HANNAH LOGAN GRIFFIN
She tore at the brown wrapper with a nail file she retrieved from a tidy desk drawer. Logan. No one called her that. No one knew. Carefully, but quickly, she turned back the sealed edges of the box. A musty odor and a glimpse of dark, nearly winy, color startled her so much, that the container slipped from her hands and fell to the floor.
For a second, she could not take her eyes off the carton. She averted her gaze only long enough to glance through the narrow glass window that ran the full length of her office door and provided a view of the county crime laboratory. Please, no one come in. In one rapid movement, she swiveled her chair and picked up the brown wrapper that had enclosed the contents for shipping. The address was written in permanent marker in an odd combination of printed letters and cursive script. There was no return address. On the backside of the brown paper, Hannah could see that the sender had simply cut apart a grocery bag to cover the box for mailing. Red ink spelled out S-a-f-e-w. For a second, she wondered how the box could have been delivered to her desk in the first place. It could be anything, from anyone. Even a bomb.
But the instant she saw it, she knew. The package was not a bomb. It was something far worse.
Hannah brushed wisps of dark blond hair from her forehead. The office was warm, though she could hear the air conditioner hum through the overhead ducts. As tears rained from her eyes, she fumbled for a tissue. She blotted and then studied the tissue as though the tears had been blood.

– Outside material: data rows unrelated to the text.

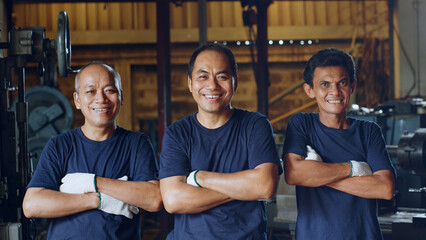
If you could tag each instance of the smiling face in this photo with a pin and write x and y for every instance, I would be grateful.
(98, 97)
(331, 89)
(212, 84)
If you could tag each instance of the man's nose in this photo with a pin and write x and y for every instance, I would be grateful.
(212, 83)
(334, 89)
(100, 96)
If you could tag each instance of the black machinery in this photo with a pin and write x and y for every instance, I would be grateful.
(30, 120)
(404, 128)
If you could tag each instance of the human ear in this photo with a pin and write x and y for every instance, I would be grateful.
(76, 100)
(189, 83)
(308, 90)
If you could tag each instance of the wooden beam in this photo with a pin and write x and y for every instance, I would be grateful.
(216, 34)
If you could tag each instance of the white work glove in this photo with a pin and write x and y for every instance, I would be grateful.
(359, 169)
(191, 179)
(311, 154)
(78, 183)
(112, 205)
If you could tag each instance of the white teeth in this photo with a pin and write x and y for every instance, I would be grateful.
(212, 96)
(100, 109)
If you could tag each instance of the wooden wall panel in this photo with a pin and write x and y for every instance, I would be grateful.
(112, 24)
(108, 18)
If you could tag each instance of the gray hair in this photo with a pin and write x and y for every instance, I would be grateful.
(110, 69)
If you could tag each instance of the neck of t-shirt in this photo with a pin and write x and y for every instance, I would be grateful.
(214, 120)
(98, 134)
(337, 121)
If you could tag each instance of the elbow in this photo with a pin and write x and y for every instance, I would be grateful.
(268, 190)
(290, 179)
(389, 192)
(29, 208)
(172, 207)
(171, 203)
(157, 205)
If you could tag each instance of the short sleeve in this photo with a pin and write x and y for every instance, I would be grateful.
(173, 159)
(377, 154)
(261, 146)
(296, 137)
(146, 166)
(48, 172)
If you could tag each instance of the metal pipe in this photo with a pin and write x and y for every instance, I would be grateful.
(286, 115)
(262, 76)
(286, 92)
(22, 117)
(202, 21)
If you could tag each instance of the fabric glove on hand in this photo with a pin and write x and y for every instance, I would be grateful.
(78, 183)
(311, 154)
(112, 205)
(191, 179)
(359, 169)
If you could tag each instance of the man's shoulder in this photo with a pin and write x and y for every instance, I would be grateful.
(182, 123)
(303, 117)
(246, 115)
(365, 124)
(67, 136)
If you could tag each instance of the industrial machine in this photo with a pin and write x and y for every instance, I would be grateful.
(404, 128)
(30, 120)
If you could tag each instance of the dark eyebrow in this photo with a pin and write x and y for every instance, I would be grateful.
(202, 71)
(224, 71)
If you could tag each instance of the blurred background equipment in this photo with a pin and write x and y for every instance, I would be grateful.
(32, 118)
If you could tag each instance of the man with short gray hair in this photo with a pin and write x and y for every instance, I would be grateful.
(92, 180)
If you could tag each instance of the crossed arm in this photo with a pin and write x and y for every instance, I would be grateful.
(46, 203)
(218, 188)
(379, 185)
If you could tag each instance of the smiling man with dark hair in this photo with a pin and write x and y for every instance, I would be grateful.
(218, 163)
(340, 165)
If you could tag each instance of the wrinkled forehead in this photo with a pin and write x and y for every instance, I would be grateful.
(97, 73)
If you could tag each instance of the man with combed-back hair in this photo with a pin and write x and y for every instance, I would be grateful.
(340, 165)
(217, 164)
(92, 180)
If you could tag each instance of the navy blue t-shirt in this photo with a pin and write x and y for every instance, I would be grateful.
(242, 143)
(125, 153)
(326, 213)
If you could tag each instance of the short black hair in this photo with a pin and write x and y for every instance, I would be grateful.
(329, 57)
(216, 47)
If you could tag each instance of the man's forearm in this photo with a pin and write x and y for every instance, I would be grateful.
(299, 171)
(248, 185)
(45, 203)
(380, 185)
(145, 195)
(180, 197)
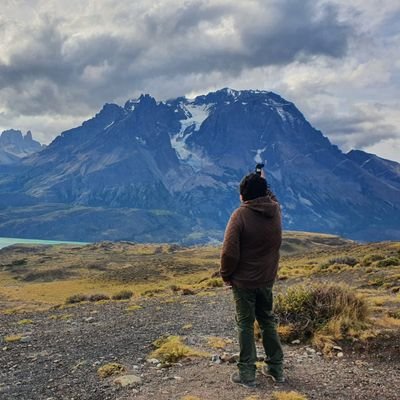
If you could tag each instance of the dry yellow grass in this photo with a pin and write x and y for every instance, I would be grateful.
(288, 396)
(133, 308)
(110, 369)
(25, 322)
(218, 342)
(171, 349)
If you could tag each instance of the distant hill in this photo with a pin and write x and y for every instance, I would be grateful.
(169, 171)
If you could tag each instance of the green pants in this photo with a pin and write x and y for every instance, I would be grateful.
(254, 304)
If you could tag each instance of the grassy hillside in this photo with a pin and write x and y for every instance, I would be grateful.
(121, 304)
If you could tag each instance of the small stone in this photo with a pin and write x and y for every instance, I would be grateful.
(127, 380)
(229, 358)
(216, 359)
(310, 350)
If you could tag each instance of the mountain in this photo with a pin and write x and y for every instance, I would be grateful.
(385, 170)
(184, 158)
(14, 146)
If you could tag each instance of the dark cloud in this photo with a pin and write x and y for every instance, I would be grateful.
(56, 69)
(363, 127)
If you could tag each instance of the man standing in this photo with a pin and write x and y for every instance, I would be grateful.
(249, 263)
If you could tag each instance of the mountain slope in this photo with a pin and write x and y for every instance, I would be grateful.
(14, 146)
(187, 156)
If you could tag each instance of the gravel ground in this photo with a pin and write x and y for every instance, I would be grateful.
(58, 358)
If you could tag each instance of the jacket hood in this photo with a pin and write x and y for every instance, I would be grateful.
(263, 205)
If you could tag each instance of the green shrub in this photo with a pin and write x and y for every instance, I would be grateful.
(387, 262)
(351, 261)
(331, 308)
(76, 298)
(98, 297)
(368, 260)
(215, 282)
(122, 295)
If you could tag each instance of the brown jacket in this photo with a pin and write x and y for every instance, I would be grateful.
(253, 236)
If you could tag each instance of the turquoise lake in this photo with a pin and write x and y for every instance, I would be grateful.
(4, 242)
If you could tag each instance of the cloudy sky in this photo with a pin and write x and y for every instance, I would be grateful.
(61, 60)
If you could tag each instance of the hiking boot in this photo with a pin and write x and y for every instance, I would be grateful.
(274, 377)
(235, 378)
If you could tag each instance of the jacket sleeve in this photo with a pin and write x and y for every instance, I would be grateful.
(230, 254)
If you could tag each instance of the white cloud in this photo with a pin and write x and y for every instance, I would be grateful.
(60, 61)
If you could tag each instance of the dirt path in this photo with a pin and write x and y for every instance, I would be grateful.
(62, 350)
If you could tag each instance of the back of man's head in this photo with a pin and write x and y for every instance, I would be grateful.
(253, 186)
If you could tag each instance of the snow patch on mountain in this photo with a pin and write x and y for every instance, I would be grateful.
(257, 157)
(195, 116)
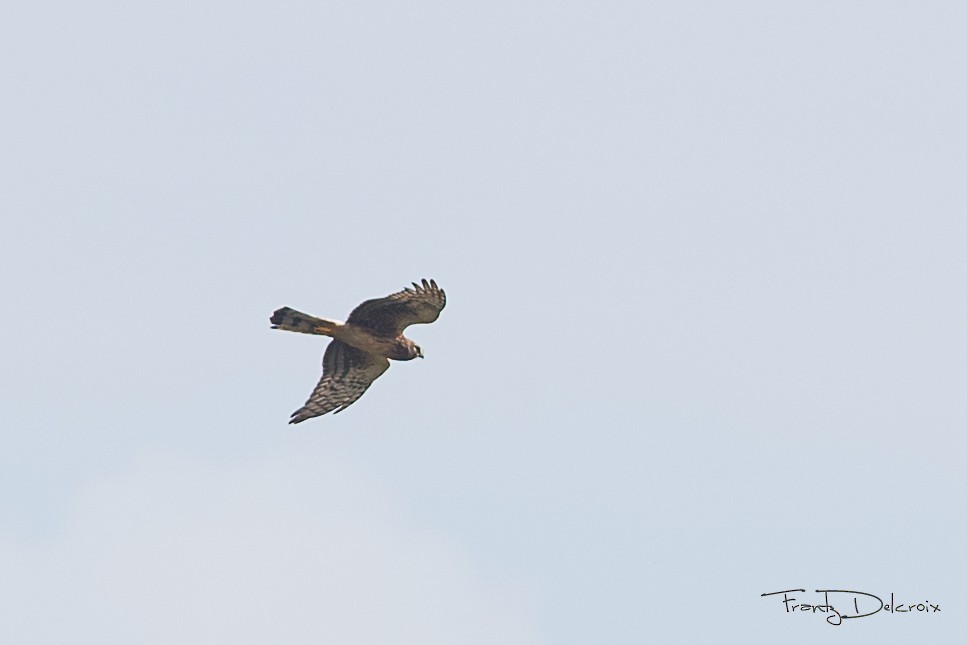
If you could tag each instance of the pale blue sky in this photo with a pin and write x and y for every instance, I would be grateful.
(704, 340)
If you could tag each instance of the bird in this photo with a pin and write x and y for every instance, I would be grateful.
(361, 347)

The postmark indicated the package had come from Los Angeles. Jesus Christ, L.A. was only the second largest city in the country. Anyone could have dumped it into a bin and walked off to a job, a bus statio
n, LAX. She felt the burning warning of bile rise in her throat, telling her to fight the urge to vomit, swallow hard, or look for a trash receptacle. Extending the tip of her shoe, Hannah peeled back the rest of the tissue concealing the contents of the box. She did so gingerly, the way one might gently kick a dead rattlesnake to ensure that the venomous reptile was no longer a threat. A swatch of black and brown caught her eye. Her stomach knotted. Her first glance had not misled her. Dear Jesus, sweet Jesus.